Bilal’in Hastanede Neşter ile İmtihanı!
‘Güldür Güldür Show’ yeni bölümüyle 22 Şubat Cumartesi akşamı saat 20.00’de Show TV’de yayınlanacak.
BKM’nin yapımını üstlendiği ve televizyon ile tiyatro tarihine damga vuran ‘Güldür Güldür Show’, Cumartesi akşamı 394. bölümüyle Show TV ekranlarına geliyor.
Mesut, akıllı görünüp aslında o kadar da zeki olmayan bir kişidir. Şirketin yeni sahibi ofise gelecek ve yardımsever birisini müdür yapmak isteyecektir.
Mesut, bu arada ofise gelen tüm misafirleri yeni sahibi sanarak onlara yardım etmeye çalışır. Fakat hiçbir misafir, şirketin yeni sahibi çıkmaz. Nihayet yeni sahibi olan Çiçek geldiğinde, telefon kullanmak için izin ister, ancak telefon çalışmayınca herkesi büyük bir sürpriz beklemektedir.
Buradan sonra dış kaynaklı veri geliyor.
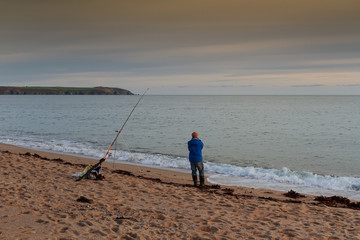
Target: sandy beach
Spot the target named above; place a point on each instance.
(41, 200)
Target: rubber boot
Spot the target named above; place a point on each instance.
(195, 181)
(202, 181)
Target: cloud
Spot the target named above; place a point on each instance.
(311, 85)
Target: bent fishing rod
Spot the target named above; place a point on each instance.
(112, 144)
(122, 127)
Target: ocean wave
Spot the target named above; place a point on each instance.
(219, 173)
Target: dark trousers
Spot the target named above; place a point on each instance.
(199, 166)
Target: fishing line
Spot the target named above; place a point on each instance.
(113, 142)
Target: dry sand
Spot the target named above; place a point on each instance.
(40, 200)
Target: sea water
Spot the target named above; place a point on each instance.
(310, 144)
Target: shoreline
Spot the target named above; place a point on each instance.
(40, 199)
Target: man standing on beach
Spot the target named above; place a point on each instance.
(195, 147)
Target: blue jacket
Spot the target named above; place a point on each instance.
(195, 146)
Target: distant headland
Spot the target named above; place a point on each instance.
(63, 91)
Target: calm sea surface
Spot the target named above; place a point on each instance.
(307, 143)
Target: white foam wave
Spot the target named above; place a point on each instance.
(223, 174)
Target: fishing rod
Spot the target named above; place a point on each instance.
(122, 127)
(86, 175)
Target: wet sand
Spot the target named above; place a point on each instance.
(39, 199)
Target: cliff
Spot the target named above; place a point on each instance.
(63, 91)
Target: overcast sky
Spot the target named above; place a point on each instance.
(183, 47)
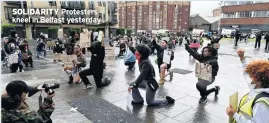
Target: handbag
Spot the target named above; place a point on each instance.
(152, 83)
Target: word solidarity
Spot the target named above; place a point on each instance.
(53, 12)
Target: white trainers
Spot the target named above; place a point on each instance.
(87, 86)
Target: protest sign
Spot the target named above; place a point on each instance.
(13, 58)
(203, 71)
(167, 56)
(100, 35)
(216, 45)
(68, 60)
(58, 56)
(50, 43)
(24, 56)
(85, 39)
(110, 55)
(233, 102)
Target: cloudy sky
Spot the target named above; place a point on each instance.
(203, 8)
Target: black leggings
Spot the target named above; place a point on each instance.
(201, 86)
(27, 61)
(14, 67)
(96, 75)
(130, 64)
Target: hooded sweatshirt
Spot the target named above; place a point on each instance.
(211, 60)
(260, 110)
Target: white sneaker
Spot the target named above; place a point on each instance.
(87, 86)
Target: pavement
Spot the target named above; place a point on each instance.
(111, 104)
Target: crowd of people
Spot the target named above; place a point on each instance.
(253, 107)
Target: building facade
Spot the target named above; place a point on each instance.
(216, 12)
(107, 11)
(246, 15)
(155, 15)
Yeter, Mehtap, Fikri ve Bilal bir kafede otururken, konuşmalarında bahsettikleri şarkının çıkışının üzerinden tam 8 yıl geçtiğini fark ederek yaşlandıklarını hissetmeye başlarlar. Kafeye gelen gençler, 2010’lar temalı parti vermektedirler. Yeter, yaşlanmayı kabul edemeyerek fenalık geçirir.
Hüseyin, anneleri yokken çocuklara bakarak zor bir dönem geçirir. Sorumsuz olan anneleri Çiçek, katıldığı festivalden dönmüştür. Ancak ailesinin şikayetlerine dayanamayarak, onlarla daha fazla vakit geçireceğini açıklar.
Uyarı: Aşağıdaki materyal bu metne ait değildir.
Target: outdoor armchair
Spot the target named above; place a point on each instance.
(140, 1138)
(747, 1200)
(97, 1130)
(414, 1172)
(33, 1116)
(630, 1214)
Gerginliklerin sona ermesi için kocasına ve çocuklarına masaj aleti hediye eder. Eşi ve çocukları odadan çıktıktan sonra Çiçek, telefonunu alıp masaj aletinin reklamını yapar.
Yeter ve Ozan birbirine aşıktır; fakat Yeter’in kocası Mustafa da hastanede çalışmaktadır. Ozan, yaşadığı bir sakatlıktan ötürü elinin titremesiyle boğuşmaktadır. Bilal, arkadaşı Fikri ile birlikte, sitelerinin önündeki tıbbi atıkları şikayet etmek üzere hastaneye gider ama yanlışlıkla bir neşterin üzerine düşer.
Naime, pozitif ayrımcılık uygulayan bir şirkette işe başlar. İş arkadaşı Paşa, yarı insan yarı at olduğu iddiasıyla, toynak bakım saati olduğu için işten kaçmaktadır.
Naime buna karşı çıktığında, ayrımcılığa uğradığını öne sürer. Paşa yüzünden işten çıkarılan Naime, kendisinin de bir ‘Öteki’ olduğunu iddia eder.
Turizm tarihi profesörü Mesut, entelektüel bir gezgin olan Hayati ve kendini her şeyi bilen biri olarak görüp aslında cahil olan Hüseyin bir tartışma programında bir araya gelir.
Hüseyin, turizmin anlamsız bir iş olduğunu savunurken, Hayati çıktığı gezilerdeki deneyimlerinden bahseder. Hüseyin ve Mesut komik bir tartışma yaşarlar; sonunda birlikte yemeğe gitmeye karar verirler.